Wednesday, 9 December 2009

A surprising day

A few weeks ago the noted german historian Ernst Nolte was invited in Trieste, Italy, to talk about the fall of the Berlin Wall. He was welcomed by a few dozens students in the way depicted above. There was almost no echo in the press, except for a few local newspapers. Nolte is 86 years old, a professor emeritus in Berlin's Freie Universit├Ąt, his books have been translated all over the world.

He has been insulted as a nazi, a fascist, a "holocaust denier". One protester has clearly said that "he has no right to speak". In reality, Nolte was simply one of the first non-marxists to study nazism and fascism. The inexcusable behaviour of my fellow citizens in Trieste with all probability is rooted in the so-called Historikerstreit, the Historian's Dispute. It was a cultural debate which happened in Germany in 1986 and afterwards. Its sparkle was an article in the leading german newspaper Frankfurter Allgemeine Zeitung, "A Past that won't go away" written by Professor Nolte himself.

You can find an english translation of the german original here on Scribd, at the end of the book. Judge for yourself.

For today, I've translated into English the answer of Ernst Nolte to the protesters ( I've found the original here).

A surprising day.

by Ernst Nolte

The evening of November the 9th 2009 I was invited by the councilor responsible for cultural events of the city of Trieste, to open the celebrations for the fall of the Berlin Wall of twenty years ago with a speech on "The premise for the construction and the fall of the Berlin Wall" to take place in the Sala Revoltella.

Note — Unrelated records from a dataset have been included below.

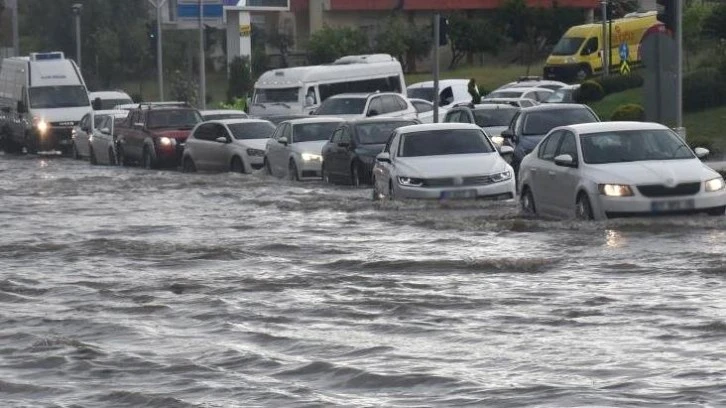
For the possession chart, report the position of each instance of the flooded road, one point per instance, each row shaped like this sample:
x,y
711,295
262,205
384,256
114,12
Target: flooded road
x,y
126,288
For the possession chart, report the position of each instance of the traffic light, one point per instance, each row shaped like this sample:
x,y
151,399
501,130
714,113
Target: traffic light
x,y
443,30
667,14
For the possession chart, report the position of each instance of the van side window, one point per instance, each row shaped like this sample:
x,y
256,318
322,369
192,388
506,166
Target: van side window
x,y
590,47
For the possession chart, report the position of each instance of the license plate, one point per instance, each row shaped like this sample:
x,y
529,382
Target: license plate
x,y
672,205
455,194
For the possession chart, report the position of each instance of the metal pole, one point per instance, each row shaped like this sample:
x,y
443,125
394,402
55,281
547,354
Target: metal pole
x,y
679,66
437,24
16,30
202,67
605,42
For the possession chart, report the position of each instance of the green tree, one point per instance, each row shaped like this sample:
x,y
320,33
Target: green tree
x,y
240,79
328,44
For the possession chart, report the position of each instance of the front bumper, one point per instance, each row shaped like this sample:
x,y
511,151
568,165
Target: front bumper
x,y
499,191
611,207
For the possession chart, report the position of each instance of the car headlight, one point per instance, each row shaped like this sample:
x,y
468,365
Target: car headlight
x,y
716,184
410,181
502,176
615,190
312,157
255,152
167,141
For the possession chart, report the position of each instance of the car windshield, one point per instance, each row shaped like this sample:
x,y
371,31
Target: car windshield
x,y
220,116
176,119
310,132
567,46
44,97
278,95
108,104
494,117
444,142
252,130
510,93
379,132
540,123
421,93
342,106
633,145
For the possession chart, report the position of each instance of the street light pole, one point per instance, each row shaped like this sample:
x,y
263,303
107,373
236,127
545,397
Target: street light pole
x,y
202,59
77,8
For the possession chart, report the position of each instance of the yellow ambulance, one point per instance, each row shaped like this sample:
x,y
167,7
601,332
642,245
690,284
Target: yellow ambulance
x,y
579,52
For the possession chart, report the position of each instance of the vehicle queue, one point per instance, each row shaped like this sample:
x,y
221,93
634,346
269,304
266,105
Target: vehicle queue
x,y
557,158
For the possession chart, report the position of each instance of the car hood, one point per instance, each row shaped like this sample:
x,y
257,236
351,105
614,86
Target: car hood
x,y
450,165
667,172
315,147
259,144
56,115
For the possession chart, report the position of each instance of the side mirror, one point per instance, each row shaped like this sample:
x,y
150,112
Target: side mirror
x,y
701,152
565,160
383,157
504,150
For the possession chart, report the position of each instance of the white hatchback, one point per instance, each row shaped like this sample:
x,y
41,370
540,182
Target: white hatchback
x,y
442,161
611,169
236,145
295,149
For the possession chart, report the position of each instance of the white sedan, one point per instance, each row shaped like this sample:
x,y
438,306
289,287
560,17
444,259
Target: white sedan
x,y
296,148
610,169
442,161
236,145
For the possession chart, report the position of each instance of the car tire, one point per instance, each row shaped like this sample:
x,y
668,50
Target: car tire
x,y
237,166
355,175
147,161
583,208
92,156
292,172
526,202
188,165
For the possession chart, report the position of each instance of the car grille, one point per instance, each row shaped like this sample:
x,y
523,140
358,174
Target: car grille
x,y
456,182
659,190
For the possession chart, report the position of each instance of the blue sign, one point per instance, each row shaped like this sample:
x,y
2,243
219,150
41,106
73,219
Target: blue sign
x,y
623,51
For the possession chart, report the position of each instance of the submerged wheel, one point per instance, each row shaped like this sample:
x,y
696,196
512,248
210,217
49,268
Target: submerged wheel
x,y
583,208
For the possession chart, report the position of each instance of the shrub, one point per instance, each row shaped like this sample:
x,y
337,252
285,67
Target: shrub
x,y
618,83
629,112
590,91
703,89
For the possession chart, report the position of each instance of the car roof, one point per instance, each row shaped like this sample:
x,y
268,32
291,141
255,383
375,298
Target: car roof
x,y
437,126
553,106
597,127
316,119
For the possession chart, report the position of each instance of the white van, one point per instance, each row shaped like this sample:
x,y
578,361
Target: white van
x,y
41,98
300,90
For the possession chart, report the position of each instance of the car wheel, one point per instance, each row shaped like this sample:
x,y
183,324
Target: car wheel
x,y
355,175
292,173
526,202
188,165
147,160
111,157
237,166
92,156
583,208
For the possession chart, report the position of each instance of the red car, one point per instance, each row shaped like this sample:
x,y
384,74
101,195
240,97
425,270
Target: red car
x,y
154,135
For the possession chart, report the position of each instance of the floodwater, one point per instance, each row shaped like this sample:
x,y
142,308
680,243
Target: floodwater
x,y
121,287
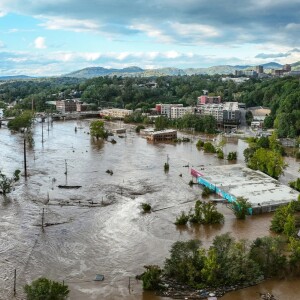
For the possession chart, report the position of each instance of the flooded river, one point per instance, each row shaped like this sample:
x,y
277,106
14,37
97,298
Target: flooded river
x,y
100,228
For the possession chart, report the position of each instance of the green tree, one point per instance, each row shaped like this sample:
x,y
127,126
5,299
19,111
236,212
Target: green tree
x,y
161,123
232,156
269,253
210,268
45,289
267,161
182,219
241,207
294,257
289,228
21,122
6,183
209,147
151,278
97,130
185,262
279,218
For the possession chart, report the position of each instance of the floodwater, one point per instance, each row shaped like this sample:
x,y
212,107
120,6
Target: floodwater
x,y
99,228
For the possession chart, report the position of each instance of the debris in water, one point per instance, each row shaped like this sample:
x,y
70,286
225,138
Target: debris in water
x,y
99,277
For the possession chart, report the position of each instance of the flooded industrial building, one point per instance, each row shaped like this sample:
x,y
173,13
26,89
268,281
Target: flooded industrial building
x,y
100,228
263,192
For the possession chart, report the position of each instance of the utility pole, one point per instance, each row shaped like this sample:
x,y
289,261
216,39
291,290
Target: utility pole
x,y
42,131
25,162
66,171
15,282
43,217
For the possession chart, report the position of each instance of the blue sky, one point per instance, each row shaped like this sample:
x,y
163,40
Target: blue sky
x,y
49,37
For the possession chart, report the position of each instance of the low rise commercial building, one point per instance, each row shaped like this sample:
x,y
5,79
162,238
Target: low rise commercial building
x,y
68,105
178,112
165,108
215,110
163,135
115,113
231,113
209,99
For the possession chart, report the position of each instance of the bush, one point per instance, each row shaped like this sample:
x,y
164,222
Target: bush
x,y
138,128
6,183
209,147
241,207
166,167
220,154
200,144
146,207
151,278
295,184
44,288
232,156
206,192
182,219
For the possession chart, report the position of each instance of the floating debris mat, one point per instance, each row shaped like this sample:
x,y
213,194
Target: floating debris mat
x,y
69,186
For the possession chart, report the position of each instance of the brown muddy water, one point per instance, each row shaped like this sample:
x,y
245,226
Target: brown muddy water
x,y
99,228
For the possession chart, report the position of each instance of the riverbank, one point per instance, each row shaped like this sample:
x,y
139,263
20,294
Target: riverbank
x,y
174,290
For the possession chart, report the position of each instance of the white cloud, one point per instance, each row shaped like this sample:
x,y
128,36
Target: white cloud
x,y
77,25
152,32
40,43
195,30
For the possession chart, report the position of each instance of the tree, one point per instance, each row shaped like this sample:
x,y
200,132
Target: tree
x,y
6,183
97,130
211,267
21,122
209,147
45,289
232,156
289,228
185,262
151,278
268,161
182,219
161,123
241,207
280,217
269,253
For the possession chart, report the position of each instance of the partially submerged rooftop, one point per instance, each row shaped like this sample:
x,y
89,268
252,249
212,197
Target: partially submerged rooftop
x,y
263,192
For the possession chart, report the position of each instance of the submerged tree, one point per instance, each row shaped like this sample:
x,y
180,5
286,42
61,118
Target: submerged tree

The day of my arrival, November the 8th, a local newspaper, "Il Piccolo", published an interview with me on the subject. I gave that interview from Berlin. It was correctly presented and was banally titled "It was the Communists, who were defeated with the fall of the Berlin Wall". In the same newspaper there was another article titled "The democratic youth: propaganda of the lowest kind. Racovelli (a member of the Italian Green Party): The City Council has invited a revisionist." His only justification lied in the conviction that Nolte had interpreted National Socialism as an "answer to Bolshevism". The councilor showed no sign of understanding that an "answer" (or - as every communist writer from the 20's and 30's used to say - the "reaction") could well be over proportionate or inadequate. In the same article a "sit-in" in the "House of Culture" was announced, in any case.

As soon as I made my entrance, the conference all soon filled well above all the available seats. It was soon evident that the majority of all those young people were not there to hear my speech and then discuss the subject of the conference. Indeed at 18.15, when the councilor who had invited me had just begun his introduction, an indescribable noise started with me still not having uttered a single word. The first articulate word I could discern was "Shame!” After a long moment of surprise the majority of those who were there to hear me reacted with the words "It's a shame. Leave the hall at once". After 15 minutes the intruders, pushed by the police, had left the hall. Eventually I was able to start my conference, ending an hour later among the loud applauses of the remaining public, which still filled all the available seats.

I don't know if the protesters really had a single thought about what a "revisionist" really is. If the fall of the Berlin Wall is a good testimony for a practical Revisionism, that is for the normal acceptance of the different vicissitudes of history. Whoever has read only a few pages of my books, which are widely translated in Italy, must know that I am quite far from a "political" revisionism, because attribute to the historian in himself the readiness to revise permanently interpretations and facts, contrasting with the will to maintain a dogmatic, immutable image of history. Evidently, those "democratic" young men and women were also dogmatic "absolutists", and they wanted to discredit and deny the "relativism" (better said, the "relationism") which is an essential and obvious feature of that "western democracy". And that precisely in the day we were celebrating its triumph, maybe only a temporary one, over "totalitarian" thought. In this sense the small, apparently isolated episode in Trieste should give a lot of food for thought to those who believed to be able to celebrate happily the fall of the Berlin Wall.